We know from the binomial theorem that if \[{\left( {a + b} \right)^n}\] is the binomial then there will be total \[n + 1\] terms in the binomial expansion.
Therefore, the total number of terms in the given binomial \[ = 8 + 1 = 9\].
We know from the binomial theorem that if \[n\] is even then middle will be equal to \[{\left( {\dfrac{n}{2} + 1} \right)^{th}}\].
On substituting the value of \[n\] here, we get
Middle Term \[ = {\left( {\dfrac{8}{2} + 1} \right)^{th}}\]
\[ \Rightarrow \] Middle Term \[ = {\left( {4 + 1} \right)^{th}} = {5^{th}}\] term
The general term find the \[{r^{th}}\] term of the binomial expansion is given as \[{T_r} = {}^n{C_r} \cdot {a^{n - r + 1}} \cdot {b^{r - 1}}\].
Now, we will use this general term to find the middle term i.e. \[{5^{th}}\] term of the binomial expansion.
 \[{T_5} = {}^8{C_{5 - 1}} \cdot {\left( {2x} \right)^{8 - 5 + 1}} \cdot {\left( {3y} \right)^{5 - 1}}\]
On further simplifying the terms, we get
\[ \Rightarrow {T_5} = {}^8{C_4} \cdot {2^4} \cdot {x^4} \cdot {3^4} \cdot {y^4}\]
Now, we will apply the exponents on the bases.
\[ \Rightarrow {T_5} = {}^8{C_4} \cdot 16 \cdot {x^4} \cdot 81 \cdot {y^4}\]
On multiplying the terms, we get
\[ \Rightarrow {T_5} = {}^8{C_4} \cdot 1296 \cdot {x^4}{y^4}\]

Using this formula of combination \[{}^n{C_r} = \dfrac{{n!}}{{\left( {n - r} \right)! \times r!}}\], we get
 \[ \Rightarrow {T_5} = \dfrac{{8!}}{{\left( {8 - 4} \right)! \times 4!}} \cdot 1296 \cdot {x^4}{y^4}\]
On further simplifying the terms, we get
\[ \Rightarrow {T_5} = \dfrac{{8!}}{{4! \times 4!}} \cdot 1296 \cdot {x^4}{y^4}\]
Now, we will find the value of the factorials.
\[ \Rightarrow {T_5} = \dfrac{{8 \times 7 \times 6 \times 5 \times 4!}}{{4! \times 4 \times 3 \times 2 \times 1}} \cdot 1296 \cdot {x^4}{y^4}\]
On further simplifying the terms, we get
\[ \Rightarrow {T_5} = 90720{x^4}{y^4}\]

This is the required middle term in the expansion of \[{\left( {2x + 3y} \right)^8}\].

Note:
In the above solution, we have used the term ‘binomial theorem’. The binomial theorem of expansion is generally used in algebra, probability, etc.

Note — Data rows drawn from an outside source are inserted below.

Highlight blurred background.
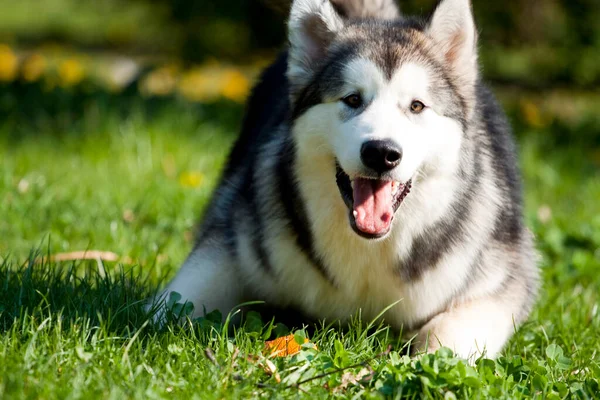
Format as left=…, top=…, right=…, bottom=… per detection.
left=0, top=0, right=598, bottom=273
left=1, top=0, right=599, bottom=107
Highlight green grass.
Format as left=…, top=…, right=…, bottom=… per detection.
left=0, top=0, right=178, bottom=52
left=1, top=81, right=599, bottom=398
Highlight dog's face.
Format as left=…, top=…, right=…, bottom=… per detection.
left=288, top=0, right=478, bottom=239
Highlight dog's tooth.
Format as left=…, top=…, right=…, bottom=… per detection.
left=353, top=210, right=358, bottom=218
left=392, top=181, right=400, bottom=195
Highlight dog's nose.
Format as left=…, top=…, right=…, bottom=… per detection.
left=360, top=140, right=402, bottom=173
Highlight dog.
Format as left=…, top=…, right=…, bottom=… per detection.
left=156, top=0, right=539, bottom=360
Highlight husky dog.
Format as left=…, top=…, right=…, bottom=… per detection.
left=159, top=0, right=539, bottom=359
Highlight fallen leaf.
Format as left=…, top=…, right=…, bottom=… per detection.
left=35, top=250, right=133, bottom=264
left=262, top=359, right=281, bottom=383
left=263, top=334, right=311, bottom=357
left=334, top=367, right=373, bottom=392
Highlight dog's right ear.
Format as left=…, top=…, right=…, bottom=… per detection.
left=287, top=0, right=345, bottom=99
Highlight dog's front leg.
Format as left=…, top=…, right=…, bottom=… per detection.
left=414, top=297, right=517, bottom=361
left=152, top=244, right=244, bottom=323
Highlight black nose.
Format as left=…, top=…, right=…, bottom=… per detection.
left=360, top=140, right=402, bottom=173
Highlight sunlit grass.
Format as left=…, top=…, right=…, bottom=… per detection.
left=0, top=95, right=239, bottom=271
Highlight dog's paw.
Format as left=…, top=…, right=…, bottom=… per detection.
left=411, top=328, right=442, bottom=356
left=410, top=307, right=504, bottom=363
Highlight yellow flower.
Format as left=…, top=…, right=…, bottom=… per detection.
left=22, top=53, right=46, bottom=82
left=179, top=171, right=204, bottom=188
left=178, top=68, right=221, bottom=102
left=220, top=68, right=250, bottom=103
left=0, top=44, right=18, bottom=82
left=520, top=99, right=544, bottom=129
left=140, top=65, right=179, bottom=97
left=58, top=58, right=85, bottom=86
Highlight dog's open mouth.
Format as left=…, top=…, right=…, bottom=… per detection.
left=336, top=164, right=411, bottom=239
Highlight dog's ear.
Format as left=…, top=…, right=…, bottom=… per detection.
left=287, top=0, right=345, bottom=99
left=330, top=0, right=399, bottom=20
left=427, top=0, right=478, bottom=90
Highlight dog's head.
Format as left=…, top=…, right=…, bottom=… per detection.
left=287, top=0, right=478, bottom=239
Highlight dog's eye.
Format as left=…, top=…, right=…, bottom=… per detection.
left=342, top=93, right=363, bottom=109
left=410, top=100, right=425, bottom=114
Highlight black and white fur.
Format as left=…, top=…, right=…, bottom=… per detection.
left=158, top=0, right=539, bottom=360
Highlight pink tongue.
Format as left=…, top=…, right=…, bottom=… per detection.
left=352, top=178, right=394, bottom=235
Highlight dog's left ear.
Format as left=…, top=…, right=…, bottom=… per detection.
left=427, top=0, right=478, bottom=90
left=287, top=0, right=345, bottom=99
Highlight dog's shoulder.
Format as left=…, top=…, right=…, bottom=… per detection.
left=221, top=52, right=291, bottom=178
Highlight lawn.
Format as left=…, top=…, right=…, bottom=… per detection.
left=1, top=79, right=599, bottom=398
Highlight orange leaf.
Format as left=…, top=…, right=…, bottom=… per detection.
left=263, top=334, right=310, bottom=357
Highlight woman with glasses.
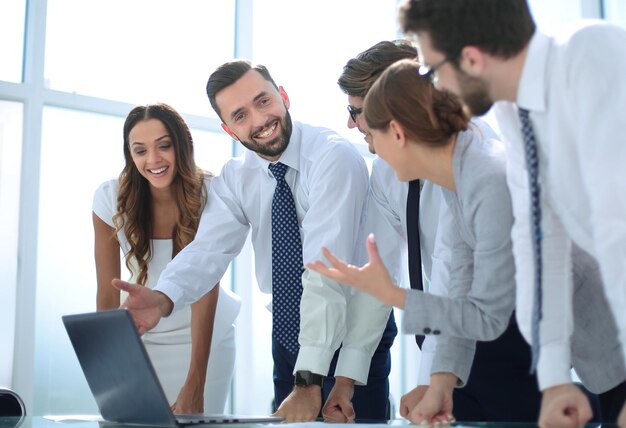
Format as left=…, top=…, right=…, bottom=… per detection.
left=93, top=103, right=240, bottom=414
left=308, top=59, right=541, bottom=424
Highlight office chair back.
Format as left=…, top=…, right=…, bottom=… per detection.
left=0, top=388, right=26, bottom=417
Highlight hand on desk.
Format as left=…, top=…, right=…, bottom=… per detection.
left=405, top=373, right=456, bottom=425
left=322, top=376, right=355, bottom=423
left=112, top=279, right=172, bottom=335
left=306, top=234, right=407, bottom=309
left=618, top=401, right=626, bottom=428
left=400, top=385, right=428, bottom=418
left=273, top=385, right=322, bottom=422
left=539, top=383, right=592, bottom=428
left=171, top=382, right=204, bottom=414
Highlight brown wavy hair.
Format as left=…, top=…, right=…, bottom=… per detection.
left=364, top=58, right=469, bottom=146
left=113, top=103, right=209, bottom=286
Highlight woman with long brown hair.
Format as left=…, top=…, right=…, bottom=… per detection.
left=93, top=103, right=240, bottom=414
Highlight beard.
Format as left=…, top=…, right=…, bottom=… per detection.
left=237, top=110, right=293, bottom=158
left=456, top=70, right=494, bottom=117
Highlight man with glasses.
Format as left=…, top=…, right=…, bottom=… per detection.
left=347, top=105, right=362, bottom=124
left=418, top=57, right=450, bottom=85
left=338, top=40, right=541, bottom=423
left=399, top=0, right=626, bottom=427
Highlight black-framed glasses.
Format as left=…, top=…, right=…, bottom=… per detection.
left=347, top=105, right=363, bottom=123
left=418, top=57, right=450, bottom=84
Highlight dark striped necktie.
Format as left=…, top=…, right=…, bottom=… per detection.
left=407, top=179, right=425, bottom=348
left=518, top=107, right=543, bottom=373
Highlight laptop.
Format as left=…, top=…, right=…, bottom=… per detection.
left=62, top=309, right=283, bottom=426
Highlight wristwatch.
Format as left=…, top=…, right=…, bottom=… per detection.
left=294, top=370, right=324, bottom=387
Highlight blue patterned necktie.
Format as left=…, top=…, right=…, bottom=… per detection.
left=406, top=179, right=425, bottom=348
left=518, top=107, right=543, bottom=373
left=269, top=162, right=304, bottom=355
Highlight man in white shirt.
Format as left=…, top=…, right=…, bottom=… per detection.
left=113, top=60, right=395, bottom=422
left=338, top=42, right=449, bottom=411
left=398, top=0, right=626, bottom=427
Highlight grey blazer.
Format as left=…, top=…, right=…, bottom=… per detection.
left=402, top=127, right=515, bottom=384
left=569, top=243, right=625, bottom=393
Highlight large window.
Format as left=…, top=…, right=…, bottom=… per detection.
left=603, top=0, right=626, bottom=25
left=44, top=0, right=236, bottom=117
left=0, top=2, right=26, bottom=83
left=34, top=108, right=125, bottom=413
left=0, top=101, right=23, bottom=387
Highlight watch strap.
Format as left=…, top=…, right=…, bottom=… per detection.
left=294, top=370, right=324, bottom=387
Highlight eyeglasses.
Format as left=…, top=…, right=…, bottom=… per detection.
left=418, top=57, right=450, bottom=84
left=347, top=105, right=363, bottom=123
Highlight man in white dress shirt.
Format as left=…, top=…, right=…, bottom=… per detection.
left=113, top=60, right=395, bottom=422
left=398, top=0, right=626, bottom=427
left=337, top=40, right=450, bottom=413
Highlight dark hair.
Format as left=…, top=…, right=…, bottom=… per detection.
left=338, top=40, right=418, bottom=98
left=399, top=0, right=536, bottom=60
left=206, top=60, right=279, bottom=120
left=115, top=103, right=208, bottom=286
left=364, top=59, right=469, bottom=146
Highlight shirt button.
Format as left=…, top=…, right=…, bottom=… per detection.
left=433, top=330, right=441, bottom=335
left=423, top=327, right=431, bottom=334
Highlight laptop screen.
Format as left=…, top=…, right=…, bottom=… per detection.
left=63, top=309, right=179, bottom=426
left=63, top=309, right=283, bottom=426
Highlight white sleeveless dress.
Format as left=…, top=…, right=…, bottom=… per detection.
left=93, top=178, right=241, bottom=413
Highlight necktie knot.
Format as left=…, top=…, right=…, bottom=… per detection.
left=269, top=162, right=288, bottom=181
left=518, top=107, right=530, bottom=121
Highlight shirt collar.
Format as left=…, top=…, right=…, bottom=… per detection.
left=517, top=30, right=551, bottom=113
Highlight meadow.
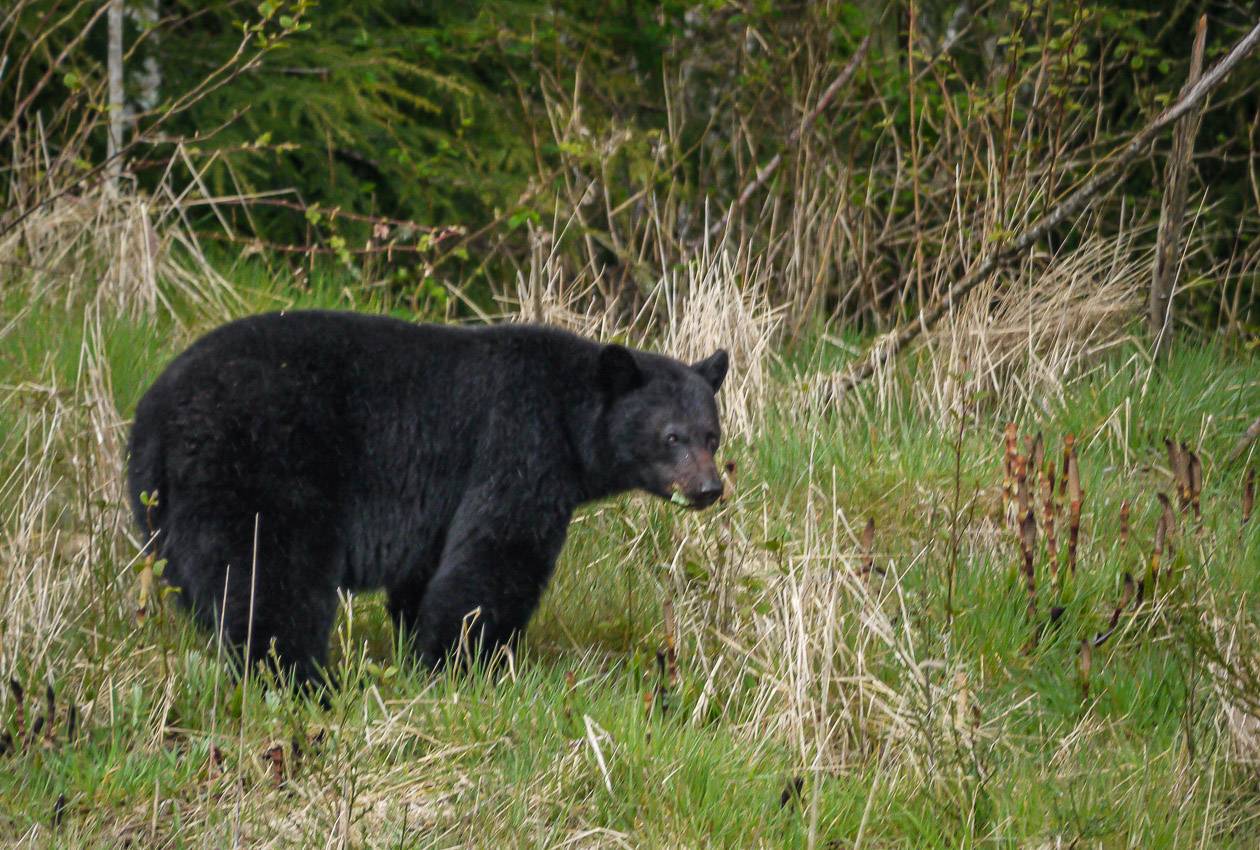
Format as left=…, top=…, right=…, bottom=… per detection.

Here, we have also used the combination formula to simplify the expression. The combination is a way or method of selecting an element from a set of elements such that the order of selection does not matter. It is different from permutation and therefore we must be careful while applying the formula. Permutation is a way or method of arranging an element from a set of elements such that the order of arrangement matters.